Wer an die Entwicklung der Gesamtstadt denkt, findet in einer simplen Erkenntnis Trost: Mit verhältnismäßig geringem Flächenverbrauch lassen sich durch solche Entwicklungen gut betuchte Haushalte in Essen halten.

„Innenentwicklung“ heißt also das Stichwort: Die Planer setzen darauf, die „inneren Werte“ von Quartieren zu erkennen und nachzuverdichten. „Wir können nur dafür sorgen, dass diese Idee sich weiter herumspricht“, sagt Best, denn in der Stadtentwicklung – ob nun bei Wohn- oder bei Gewerbeflächen – sind der Stadt vielerorts die Hände gebunden. Der simple Grund: Grundstückseigentümer sind meist Private.

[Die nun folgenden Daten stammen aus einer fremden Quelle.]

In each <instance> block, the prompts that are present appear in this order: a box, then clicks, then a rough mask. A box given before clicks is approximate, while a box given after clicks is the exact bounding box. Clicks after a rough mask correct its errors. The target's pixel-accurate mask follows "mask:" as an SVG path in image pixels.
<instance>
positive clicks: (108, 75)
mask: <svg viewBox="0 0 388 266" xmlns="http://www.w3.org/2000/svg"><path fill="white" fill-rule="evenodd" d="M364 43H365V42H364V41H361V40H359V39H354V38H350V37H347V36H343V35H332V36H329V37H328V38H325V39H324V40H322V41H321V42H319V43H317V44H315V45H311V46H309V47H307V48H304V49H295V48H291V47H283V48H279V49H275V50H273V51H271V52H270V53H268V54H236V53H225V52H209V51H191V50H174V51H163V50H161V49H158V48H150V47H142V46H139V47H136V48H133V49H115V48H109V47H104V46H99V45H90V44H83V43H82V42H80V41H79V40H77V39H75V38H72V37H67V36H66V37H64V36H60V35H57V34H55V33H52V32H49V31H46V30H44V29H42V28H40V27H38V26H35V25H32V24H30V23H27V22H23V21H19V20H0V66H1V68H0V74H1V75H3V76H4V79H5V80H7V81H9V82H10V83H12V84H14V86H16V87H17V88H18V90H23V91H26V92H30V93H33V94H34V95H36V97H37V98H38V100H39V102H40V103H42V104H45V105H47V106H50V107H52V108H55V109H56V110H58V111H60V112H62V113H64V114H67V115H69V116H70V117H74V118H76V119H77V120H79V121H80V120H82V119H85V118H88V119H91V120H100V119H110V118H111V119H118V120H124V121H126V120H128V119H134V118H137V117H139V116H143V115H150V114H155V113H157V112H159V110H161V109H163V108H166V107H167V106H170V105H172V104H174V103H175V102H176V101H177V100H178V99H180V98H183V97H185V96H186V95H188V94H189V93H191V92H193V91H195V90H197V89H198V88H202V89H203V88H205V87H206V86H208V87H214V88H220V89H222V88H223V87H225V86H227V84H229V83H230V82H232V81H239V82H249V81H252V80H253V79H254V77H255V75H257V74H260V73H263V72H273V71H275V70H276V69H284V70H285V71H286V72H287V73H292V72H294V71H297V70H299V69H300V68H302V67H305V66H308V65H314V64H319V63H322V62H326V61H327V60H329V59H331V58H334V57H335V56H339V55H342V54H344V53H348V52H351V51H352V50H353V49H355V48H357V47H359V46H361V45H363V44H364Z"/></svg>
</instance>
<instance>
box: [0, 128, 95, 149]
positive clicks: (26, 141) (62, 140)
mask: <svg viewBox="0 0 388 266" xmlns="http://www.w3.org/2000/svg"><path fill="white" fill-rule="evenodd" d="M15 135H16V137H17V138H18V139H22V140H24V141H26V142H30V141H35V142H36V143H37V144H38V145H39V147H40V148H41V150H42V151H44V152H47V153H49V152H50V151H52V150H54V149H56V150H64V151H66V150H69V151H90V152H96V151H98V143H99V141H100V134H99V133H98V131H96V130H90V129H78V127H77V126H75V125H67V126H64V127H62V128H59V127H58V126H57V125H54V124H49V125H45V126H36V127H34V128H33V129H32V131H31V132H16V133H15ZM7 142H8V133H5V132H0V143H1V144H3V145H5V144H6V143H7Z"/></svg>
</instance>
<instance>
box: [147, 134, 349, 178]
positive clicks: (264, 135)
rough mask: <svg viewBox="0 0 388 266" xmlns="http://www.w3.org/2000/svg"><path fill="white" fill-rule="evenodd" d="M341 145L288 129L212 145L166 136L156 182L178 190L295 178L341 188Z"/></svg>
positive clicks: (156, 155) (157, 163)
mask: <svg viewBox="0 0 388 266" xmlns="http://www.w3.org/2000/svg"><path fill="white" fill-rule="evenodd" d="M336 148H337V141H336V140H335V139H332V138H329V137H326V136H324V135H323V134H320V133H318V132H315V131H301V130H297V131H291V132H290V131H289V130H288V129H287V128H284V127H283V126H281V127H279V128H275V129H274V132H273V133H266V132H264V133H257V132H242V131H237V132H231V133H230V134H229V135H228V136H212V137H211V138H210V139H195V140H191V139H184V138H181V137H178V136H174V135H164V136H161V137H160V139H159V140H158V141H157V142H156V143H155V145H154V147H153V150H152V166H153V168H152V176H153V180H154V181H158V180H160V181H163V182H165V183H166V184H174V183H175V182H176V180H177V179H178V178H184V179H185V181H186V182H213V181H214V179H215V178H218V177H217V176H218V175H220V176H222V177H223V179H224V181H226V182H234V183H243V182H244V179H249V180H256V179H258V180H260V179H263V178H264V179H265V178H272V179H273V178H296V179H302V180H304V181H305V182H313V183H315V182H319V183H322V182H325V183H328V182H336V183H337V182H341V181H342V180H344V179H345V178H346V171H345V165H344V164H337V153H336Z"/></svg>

„Mit der Festwiese haben wir eine der letzten attraktiven Lagen in städtischem Besitz verfrühstückt“, sagt der Planungsdezernent: Eon-Ruhrgas zu halten, das war sicher ein Coup, aber wenn es jetzt daran geht, neue Flächen zu erschließen, ist man auf Partner angewiesen.

Mehr Freiheit zu gestalten

Nicht dass die Stadt mit Thyssen-Krupp im Krupp-Gürtel, mit RWE an der Altenessener Straße und mit RAG Montan Immobilien auf Zollverein im Clinch läge. Aber „natürlich hat eine Stadt mehr Freiheiten, gestaltend und gestalterisch tätig zu werden, wenn sie in Grundstücksgeschäfte eingreifen kann“. In Hamburg etwa, das mit seinem Programm der „wachsenden Stadt“ manchem Essener als Blaupause dient, werden für Investments am Strandtorkai in der Hafen-City auch Bedingungen gestellt: Mietobergrenzen etwa oder Einrichtungen der Infrastruktur. Es ging darum, dort keine Reichenghettos entstehen zu lassen, sondern einen bunten Mix auch mit Wohnungsangeboten für „Otto Normalbürger“.

Bei den genannten Essener Firmen deckte sich gottlob das Firmeninteresse mit dem der Kommune: Adressen, die bis dato keine waren, wurden dadurch enorm aufgewertet, dass die Eigentümer selbst sich mit Anker-Investitionen dort niederließen: Thyssen-Krupp gab „das großartige Signal“ für den Krupp-Gürtel, RWE mit der Energiehandels-Tochter „Supply & Trading“ brezelte das Stamm-Areal am einstigen Meteoriten auf, und RAG Montan Immobilien wirbt mit seinem neuen Firmensitz für die „weiße“, die südliche Seite der Kokerei in Stoppenberg. Motto: Ja, wenn die sich schon selber hier niederlassen... Früher oder später profitiert dann auch das Umfeld.

Bevölkerungszahlen stabil

Ob damit aber „Wachstum“ verbunden ist? Für Planungsdezernent Hans-Jürgen Best steht und fällt die Frage der „wachsenden Stadt“ mit der Bevölkerungsentwicklung, und die wiederum hänge stark an der Wohnungsbau-Statistik: Ablesbar ist dies für Best an der Bilanz der beiden nördlichen Stadtbezirke V und VI : Hier sei es in den vergangenen fast 25 Jahren gelungen, die Bevölkerungszahlen stabil zu halten. „Und wenn man die Baustatistik daneben hält, weiß man auch, warum: Hier entstanden besonders viele Wohnungen.“

Mehr Wohnraum also, die Quartiere verdichten, vorhandene Potenziale – auch bei Gewerbegebieten – nutzen, statt auf der grünen Wiese neu anzufangen. „Da müssen“, räumt der Planungsdezernent ein, „schon eine Menge Faktoren sehr sehr günstig ineinandergreifen, dann wächst Essen wieder“. Ob auf Dauer, das wäre eine ganz andere Frage.